I watched "Inside Job" last night with our good buddy Matt Damon narrating. If you haven't seen it, it's worth a watch. As with anything, you do have to use your brain and recognize it is most certainly and purposefully slanted against big finance. You need to take the bias into consideration while watching. That said, it's no secret their greed toppled the global economy and created the massive, global meltdown we all experienced back in 2008. As someone who is diving into home ownership, it was well worth the watch.

Even with my awareness on high alert, I'm still excited to dig in and stop "paying someone else's mortgage" with my rent payments. Today I want to take a quick cruise through the options available to us as homebuyers. In the wake of the "challenges" of the early 2000s, it is safe to assume your finances will be more closely scrutinized. The good news is that there are a handful of great options available to buyers with varying levels of credit and down payment capacity. Let's check them out.

The first and most common is the fixed rate loan. This simply provides the same, single interest rate for the life of the loan. These loans are typically 15 or 30 years. It is great for folks who have no intention of moving for the next (at least) 5-10 years. One of the primary benefits of this loan is the variations in the national interest rate have no bearing on yours or your payments. While you may lament those rates if they fall (as they are now), you'll be celebrating when they trend in the other direction. For both of the properties I purchased, this was the path I chose.

The next option is the adjustable rate mortgage. (FWIW, I'm going to use "mortgage" and "loan" interchangeably for the remainder of this article.) The most obvious difference between these two is that the fixed rate you were enjoying above has gone away. Typically, about once a year, your loan's interest rate will be adjusted based on the current national interest rate. Quite obviously, this is great when they fall, but a little challenging if and when they rise. These types of loans also tend to have lower initial interest rates. This is safe for the lender since they know they will "catch up" with the first adjustment. "The ARM is a great option for buyers who are anticipating relocating within the first 5 years of ownership," notes Badger Realty agent, Michele Jordan. "If plans change, these owners frequently refinance into a fixed rate to take advantage of the stability those loans provide," she continued.

FHA or "Federal Housing Administration" loans are fantastic for folks (like yours truly) who don't have a ton of savings to pony up the 20% typically required of standard loans. While there are some restrictions, borrowers can put as little as 3.5% down for the home. This is because they are government-backed and are considered "safer." Some of the restrictions include a maximum loan amount of $417,000 (don't ask my how they came up with that number), they are fixed rate loans for the standard 15 or 30 years, and the borrower is required to pay PMI (Private Mortgage Insurance) at least until there is suitable equity in the home.

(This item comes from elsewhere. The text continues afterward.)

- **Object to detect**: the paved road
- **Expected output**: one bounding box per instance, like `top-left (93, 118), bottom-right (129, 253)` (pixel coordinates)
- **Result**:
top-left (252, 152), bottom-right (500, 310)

If you have served in the military, a VA (Veterans Affairs) loan is a suitable option for your purchase process. The primary (and amazing) benefits of this loan include no down payment and no need for PMI. There are some strict guidelines for the home you purchase. It needs to be your primary residence (no second homes or vacation homes) and it needs to meet some "minimum property requirements." That simply means you won't qualify for that fixer-upper you were hoping for. If you have served our country, we thank you and our mortgage industry thanks you!

USDA loans are another great, creative option for buyers looking to purchase a home in rural areas. If you are new to New Hampshire, we are flush with rural areas! These loans are also government backed so there is no down payment required. There are also very attractive interest rates included in these loans. While you are required to pay PMI, the pros certainly outweigh the cons with these. There are some restrictions with regard to your debt to income ratio. In a nutshell, your debt cannot exceed your income by more than 41%. If you are struggling financially and are looking to buy property where your closest neighbor is a moose, give this option a close look.

The last, and slightly less prevalent, loan we will cover today is the bridge or "gap" loan. This is for those folks who are a bit stuck between buying their new home and still not having sold their existing home. You cannot finance more than 80% of the cost of the two homes combined, so you really need to be flush with cash or have plenty of equity in your existing home for this bad boy to work for you. You also need to have pretty solid credit and a healthy debt-to-income ratio to be approved for this one.

There are a plethora of financing options available to home buyers these days. If you are considering buying a home or maybe have already started looking, I strongly suggest you re-visit with your lender (or keep shopping for one!) and explore all the options available to you. You might be very surprised at what you can afford.